Whether others like it or not, these two have set a precedent for everyone watching, including our children — and it's a precedent that's essential for us to see.

Black communities have only recently started to normalize seeking help for our mental health. We attribute this to our exclusion from the mental health conversation, disparities in health care, the criminalization of mental illness, and negative stigmas. Statistically, Black Americans seek mental health care at half the rate of white Americans, according to the U.S. Department of Health and Human Services. That fact is even more concerning considering we are 20 percent more likely to experience mental health issues, according to Mental Health America.

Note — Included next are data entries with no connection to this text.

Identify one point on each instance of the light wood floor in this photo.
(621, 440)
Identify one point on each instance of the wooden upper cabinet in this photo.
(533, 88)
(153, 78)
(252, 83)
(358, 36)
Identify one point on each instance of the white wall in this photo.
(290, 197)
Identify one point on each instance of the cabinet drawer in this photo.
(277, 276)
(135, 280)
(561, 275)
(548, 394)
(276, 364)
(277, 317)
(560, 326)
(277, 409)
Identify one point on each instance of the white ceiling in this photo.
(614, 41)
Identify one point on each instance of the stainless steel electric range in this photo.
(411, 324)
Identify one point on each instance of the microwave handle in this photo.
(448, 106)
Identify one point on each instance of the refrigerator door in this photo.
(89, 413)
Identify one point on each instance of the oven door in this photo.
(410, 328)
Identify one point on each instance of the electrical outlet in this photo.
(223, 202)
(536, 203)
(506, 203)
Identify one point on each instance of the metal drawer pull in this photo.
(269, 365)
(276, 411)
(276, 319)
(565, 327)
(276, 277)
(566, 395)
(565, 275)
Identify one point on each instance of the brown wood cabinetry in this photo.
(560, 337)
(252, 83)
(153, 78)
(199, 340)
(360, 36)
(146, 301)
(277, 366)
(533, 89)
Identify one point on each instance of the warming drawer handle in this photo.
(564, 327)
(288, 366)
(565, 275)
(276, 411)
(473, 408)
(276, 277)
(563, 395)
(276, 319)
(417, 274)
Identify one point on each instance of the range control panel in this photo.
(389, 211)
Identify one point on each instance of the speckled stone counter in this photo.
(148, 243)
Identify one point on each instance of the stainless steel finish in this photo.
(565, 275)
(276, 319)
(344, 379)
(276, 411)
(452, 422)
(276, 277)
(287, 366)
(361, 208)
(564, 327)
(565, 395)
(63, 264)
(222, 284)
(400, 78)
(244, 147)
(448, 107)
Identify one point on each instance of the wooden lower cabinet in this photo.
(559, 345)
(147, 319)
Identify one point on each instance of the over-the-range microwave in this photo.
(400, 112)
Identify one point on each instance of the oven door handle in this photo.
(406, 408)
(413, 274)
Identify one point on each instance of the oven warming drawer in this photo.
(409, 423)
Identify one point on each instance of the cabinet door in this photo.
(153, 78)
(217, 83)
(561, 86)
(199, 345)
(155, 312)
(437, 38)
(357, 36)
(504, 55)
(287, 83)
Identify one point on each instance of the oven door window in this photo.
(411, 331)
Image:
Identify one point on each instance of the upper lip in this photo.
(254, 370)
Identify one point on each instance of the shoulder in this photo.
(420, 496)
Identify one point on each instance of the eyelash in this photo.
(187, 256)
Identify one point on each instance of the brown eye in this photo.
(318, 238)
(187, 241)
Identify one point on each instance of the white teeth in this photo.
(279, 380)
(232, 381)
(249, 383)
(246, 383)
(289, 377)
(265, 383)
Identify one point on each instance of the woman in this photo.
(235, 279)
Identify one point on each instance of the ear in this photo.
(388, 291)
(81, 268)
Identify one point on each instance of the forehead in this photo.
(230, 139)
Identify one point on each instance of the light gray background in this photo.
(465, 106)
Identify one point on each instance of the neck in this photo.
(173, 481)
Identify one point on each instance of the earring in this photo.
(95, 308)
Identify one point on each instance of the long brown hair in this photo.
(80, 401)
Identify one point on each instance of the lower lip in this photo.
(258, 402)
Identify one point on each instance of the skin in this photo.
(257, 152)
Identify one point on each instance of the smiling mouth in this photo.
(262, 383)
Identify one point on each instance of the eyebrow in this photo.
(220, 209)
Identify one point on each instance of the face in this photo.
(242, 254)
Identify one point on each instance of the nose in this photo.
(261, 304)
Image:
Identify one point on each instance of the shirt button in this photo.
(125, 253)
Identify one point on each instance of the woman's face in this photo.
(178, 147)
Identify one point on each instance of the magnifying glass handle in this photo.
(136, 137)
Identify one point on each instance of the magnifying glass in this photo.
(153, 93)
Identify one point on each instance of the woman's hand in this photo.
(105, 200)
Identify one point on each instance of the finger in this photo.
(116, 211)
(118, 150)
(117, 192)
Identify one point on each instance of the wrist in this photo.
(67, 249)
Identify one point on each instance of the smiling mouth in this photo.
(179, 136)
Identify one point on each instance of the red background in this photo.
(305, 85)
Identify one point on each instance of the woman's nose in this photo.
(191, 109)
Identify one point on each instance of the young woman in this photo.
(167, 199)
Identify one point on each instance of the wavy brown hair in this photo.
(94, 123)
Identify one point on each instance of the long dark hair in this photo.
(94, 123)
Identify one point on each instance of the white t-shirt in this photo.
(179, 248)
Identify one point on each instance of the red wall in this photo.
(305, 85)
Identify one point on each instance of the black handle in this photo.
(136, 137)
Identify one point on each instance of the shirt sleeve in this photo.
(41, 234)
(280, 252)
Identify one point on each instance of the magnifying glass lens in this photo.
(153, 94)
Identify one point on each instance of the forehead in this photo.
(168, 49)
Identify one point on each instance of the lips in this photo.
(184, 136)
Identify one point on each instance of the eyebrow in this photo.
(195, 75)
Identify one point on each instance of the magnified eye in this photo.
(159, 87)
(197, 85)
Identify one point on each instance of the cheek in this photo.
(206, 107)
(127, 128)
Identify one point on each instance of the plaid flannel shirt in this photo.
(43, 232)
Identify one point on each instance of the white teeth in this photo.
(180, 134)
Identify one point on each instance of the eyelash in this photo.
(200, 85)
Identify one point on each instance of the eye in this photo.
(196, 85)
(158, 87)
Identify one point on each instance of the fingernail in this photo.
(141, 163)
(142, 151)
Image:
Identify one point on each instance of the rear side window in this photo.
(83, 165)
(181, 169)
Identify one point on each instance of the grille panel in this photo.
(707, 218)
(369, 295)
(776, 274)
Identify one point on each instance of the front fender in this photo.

I didn't have examples like Biles and Osaka as a child. I wasn't taught to protect my mental health. I watched the adults around me experience emotional abuse and instability, suffer in silence, and push it under the carpet for the sake of family (or the team). I needed to see healthy disagreements. I needed my mom to tell me "no" because she needed a minute to take care of herself. I needed to see my female elders walk away from toxic situations.

So I'm setting a different example for my children.

Self-care isn't weakness. Leaving for the sake of your sanity isn't quitting, and saying no isn't selfish.

As Biles said in a press conference on Tuesday: "Put mental health first because if you don't, then you're not gonna enjoy your sport and you're not gonna succeed as much as you want to. So it's ok sometimes to even sit out the big competitions to focus on yourself… It shows how strong of a competitor and person you really are, rather than just battle through it."

Osaka and Biles don't owe any explanations beyond what they've already said.

While their courage and strength are something to be celebrated, it's also not the time for us to expect them to campaign for mental health. It's not what they need. Let them breathe. But it is a moment in history that I can point my little Black girls to so they can see how much they should matter to themselves first — even if it means saying, "no. I'll pass on that."